Petite fable affable
Dans toute l’inconscience de leur jeunesse,
Des grenouilles, dans leur mare, ayant trouvé
Une barcasse dont l’amarre achevait
De rouiller, ont décidé, hélas ânesses,
De fuir leur vieux pays, proches et prochains
Pour se découvrir une patrie nouvelle
Que celle où sont nés ces têtards sans cervelle
Qui se voulaient aussi savants que malins !
Leurs vieux parents les disaient génération
Condamnée à passer du « bof ! » de leurs phrases
Au « beauf » d’une vie où, toujours, tout vous rase.
On sait, chez nous, que toute génération
Est considérée comme « perdue », pauvrette,
Par celle qui l’a engendrée, éduquée,…
Ce qu’ignorent nos batraciens ensuqués
Par une destinée fort peu guillerette !
Pour nos jeunots, en plus de les sucrer,
Ces vieux-là, ramenaient un peu trop leurs fraises,
Car ils ne savaient pas que faire les frais
De la conversation, sans parler de braise,
Coûte moins, ma foi, qu’être payé de mots.

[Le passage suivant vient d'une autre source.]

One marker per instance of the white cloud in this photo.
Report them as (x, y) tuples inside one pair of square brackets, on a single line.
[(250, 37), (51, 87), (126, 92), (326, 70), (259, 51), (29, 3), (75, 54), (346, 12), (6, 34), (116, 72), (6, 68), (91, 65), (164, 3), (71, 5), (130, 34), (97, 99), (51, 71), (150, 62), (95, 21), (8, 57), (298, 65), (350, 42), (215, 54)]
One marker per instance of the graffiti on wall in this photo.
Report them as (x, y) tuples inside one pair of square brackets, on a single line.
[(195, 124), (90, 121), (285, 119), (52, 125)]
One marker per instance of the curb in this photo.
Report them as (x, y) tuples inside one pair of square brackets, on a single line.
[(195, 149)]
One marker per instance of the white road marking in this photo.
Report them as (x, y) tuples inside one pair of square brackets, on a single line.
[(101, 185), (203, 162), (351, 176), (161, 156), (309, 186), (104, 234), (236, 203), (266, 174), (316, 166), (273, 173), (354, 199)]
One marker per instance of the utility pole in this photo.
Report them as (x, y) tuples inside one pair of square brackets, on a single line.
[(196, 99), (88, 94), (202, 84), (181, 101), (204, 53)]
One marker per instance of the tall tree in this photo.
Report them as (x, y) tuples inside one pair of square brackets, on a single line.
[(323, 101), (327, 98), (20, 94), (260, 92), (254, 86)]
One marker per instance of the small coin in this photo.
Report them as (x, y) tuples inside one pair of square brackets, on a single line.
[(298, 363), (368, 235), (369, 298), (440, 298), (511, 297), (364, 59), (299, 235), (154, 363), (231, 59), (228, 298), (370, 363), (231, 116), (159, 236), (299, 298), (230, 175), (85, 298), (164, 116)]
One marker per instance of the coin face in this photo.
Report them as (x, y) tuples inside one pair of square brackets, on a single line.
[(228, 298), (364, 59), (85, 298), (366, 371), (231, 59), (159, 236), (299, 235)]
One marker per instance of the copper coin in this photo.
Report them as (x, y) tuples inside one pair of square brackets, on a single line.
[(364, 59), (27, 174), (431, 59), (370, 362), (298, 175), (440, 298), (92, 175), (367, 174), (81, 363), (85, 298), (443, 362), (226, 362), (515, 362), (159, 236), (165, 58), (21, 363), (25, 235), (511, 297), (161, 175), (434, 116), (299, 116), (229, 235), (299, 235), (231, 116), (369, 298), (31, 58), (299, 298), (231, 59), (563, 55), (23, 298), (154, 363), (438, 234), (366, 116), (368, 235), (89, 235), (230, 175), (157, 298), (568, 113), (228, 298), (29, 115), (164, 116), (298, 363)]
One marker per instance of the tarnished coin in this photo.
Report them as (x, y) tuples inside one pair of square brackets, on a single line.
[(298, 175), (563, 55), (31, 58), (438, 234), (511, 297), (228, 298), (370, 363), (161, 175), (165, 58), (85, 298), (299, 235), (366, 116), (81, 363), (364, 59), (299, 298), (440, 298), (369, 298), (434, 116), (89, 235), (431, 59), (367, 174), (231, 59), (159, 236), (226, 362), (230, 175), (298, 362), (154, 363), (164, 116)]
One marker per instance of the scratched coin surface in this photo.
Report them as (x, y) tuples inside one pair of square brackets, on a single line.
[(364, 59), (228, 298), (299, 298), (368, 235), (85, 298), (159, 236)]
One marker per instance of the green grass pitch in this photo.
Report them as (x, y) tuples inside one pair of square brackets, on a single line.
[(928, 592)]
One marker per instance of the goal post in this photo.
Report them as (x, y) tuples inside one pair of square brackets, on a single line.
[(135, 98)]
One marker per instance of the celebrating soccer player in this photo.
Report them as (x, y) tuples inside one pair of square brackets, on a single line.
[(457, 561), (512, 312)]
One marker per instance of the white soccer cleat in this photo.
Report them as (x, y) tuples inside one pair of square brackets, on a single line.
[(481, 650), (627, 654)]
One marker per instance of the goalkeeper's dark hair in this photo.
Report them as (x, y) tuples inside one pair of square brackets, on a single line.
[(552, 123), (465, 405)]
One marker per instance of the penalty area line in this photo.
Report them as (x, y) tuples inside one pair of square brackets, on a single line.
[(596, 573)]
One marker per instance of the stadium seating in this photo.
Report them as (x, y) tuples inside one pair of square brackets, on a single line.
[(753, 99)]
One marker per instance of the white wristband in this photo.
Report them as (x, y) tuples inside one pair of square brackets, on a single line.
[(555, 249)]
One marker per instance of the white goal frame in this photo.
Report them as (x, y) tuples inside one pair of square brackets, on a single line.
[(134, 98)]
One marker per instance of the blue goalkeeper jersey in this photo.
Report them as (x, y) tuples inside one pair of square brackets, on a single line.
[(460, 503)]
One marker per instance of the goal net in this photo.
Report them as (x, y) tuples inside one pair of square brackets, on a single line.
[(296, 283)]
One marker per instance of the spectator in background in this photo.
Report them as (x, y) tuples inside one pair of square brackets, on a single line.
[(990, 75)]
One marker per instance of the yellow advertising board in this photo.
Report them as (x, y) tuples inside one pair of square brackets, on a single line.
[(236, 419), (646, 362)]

Mais ayant quitté l’âge des grenouillères,
Nos balourds, n’affrontant guère d’autres maux,
Allaient par les nénuphars la crête altière.
Ces empattés de frais refusaient l’aiguillière
Que leurs pères, plus que bons pour le linceul,
Tendaient les faisant passer pour serpillières
Ou bien sots… y arrivant très bien tous seuls.
« Quoi ? » et « Pourquoi ? » faisaient leur vocabulaire.
Même à la mare, qui n’a dix mots con sent
Bien qu’une allusion suffise, mais bien claire,
À faire illusion chez ces gens bondissants.
Leur bêtise consolait la lune, en perme,
De la sienne et rendait plus intelligents
La larve et l’Ancien. Déluge diligent,
Les bons mots pleuvant dru de leurs mauvais termes,
Firent agir ces jeunes peu sagement :
Las, au lieu de mener leur mare au grabuge,
Ils décidèrent de quitter leur refuge,
De découvrir un monde, au loin, sans tourments.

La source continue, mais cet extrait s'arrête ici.